For both versions of the four primary scenarios, Chapter 8 also covers an additional set of analyses that consider the level of transit investment that could be needed to serve individuals diverted from autos due to the influence of the widespread adoption of congestion pricing on highways. These analyses are linked to the variable-rate user financing versions of the highway Sustain Current Spending and Maximum Economic Investment scenarios described above.

Comparisons Between Report Editions

The investment scenario estimates presented in Part II are intended to be comparable with previous editions of the C&P report. However, it is important to consider the following factors when making such comparisons.

Different Base Years: The future investment scenario estimates are calculated in constant base year dollars. However, since the base year changes between reports, inflation alone will cause the dollar estimates to tend to rise over time. Given the sharp increases in construction costs experienced in recent years, stating the investment requirements in 2006 dollars rather than 2004 dollars makes a big difference in the apparent size of the investment scenario levels.

Changes in Condition or Performance: Changes in the physical condition or operational performance of the highway or transit systems may affect the investment scenario estimates between reports. It is important to recognize that the conditions of "today" (i.e., 2006) in this report differ from the conditions of "today" (i.e., 2004, 2002, etc.) as presented in previous editions of the report. Hence, as the level of current system conditions and performance varies over time, the investment scenarios that are based on maintaining the status quo are effectively targeting something different each time.

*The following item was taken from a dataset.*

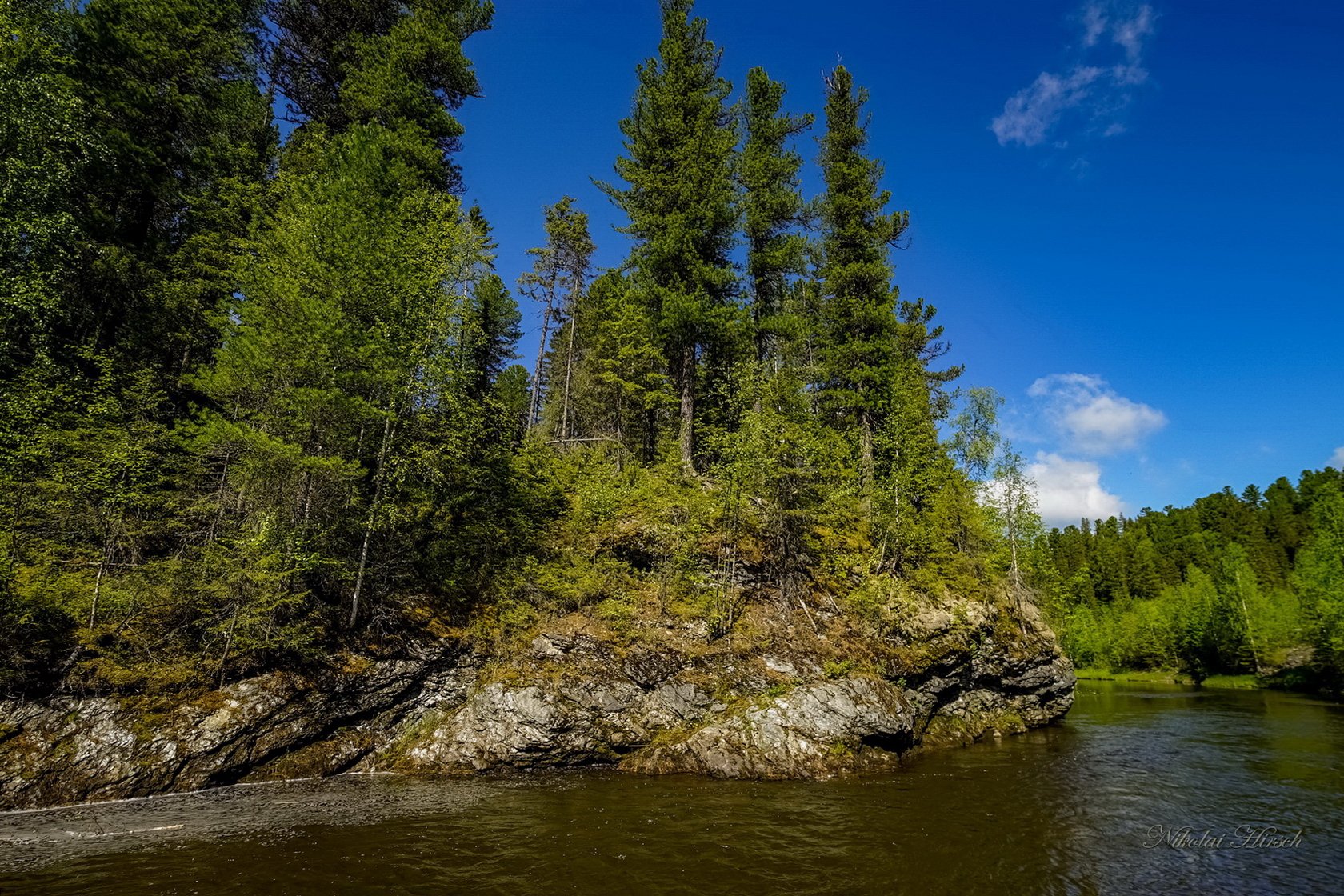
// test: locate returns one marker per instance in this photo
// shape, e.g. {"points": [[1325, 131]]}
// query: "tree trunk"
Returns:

If performance for a particular indicator has been deteriorating over time, this effectively results in a "lowered bar" for scenarios aimed at maintaining that indicator at baseline levels, which would tend to exert downward pressure on the level of investment associated with such scenarios. Conversely, if an indicator is improving over time, then the "Maintain" scenarios tied to that indicator would represent an increasing standard that is being maintained, which would tend to drive up the price tag associated with the scenarios.

The situation is somewhat the opposite for scenarios aimed at improving performance over time. If the conditions and performance of the underlying system deteriorate over time, then the models are likely to find more potential improvement projects to be cost-beneficial, or to find more improvements necessary to improve the conditions or performance of the system, which would tend to drive up the costs associated with the "Improve" scenarios. Conversely, if the system conditions and performance were to improve over time, this could reduce the pool of potential cost-beneficial investments.

Expansion of the Asset Base: As the Nation's highway and transit systems expand over time, the cost of maintaining this larger asset base will also tend to increase. For assets with useful lifetimes of less than 20 years, expansions of the infrastructure will also generate additional rehabilitation and replacement investment under the scenarios.

Changes in Technology: Changes in transportation technology may cause the price of capital assets to increase or decrease over time and thus affect the capital investment scenario estimates.

Changes in Scenario Definitions: Although the C&P report series has consistently reported investment levels for "Maintain" and "Improve" scenarios over time, the exact definition of these scenarios may change from one report to another. Such changes are explicitly noted and discussed in the text of the report when this occurs.

Changes in Analytical Techniques: The models and procedures used to generate the investment scenario estimates are subject to ongoing refinements and improvements, resulting in better estimates over time. The underlying data series used as inputs in the models may also be subject to changes in reporting requirements over time.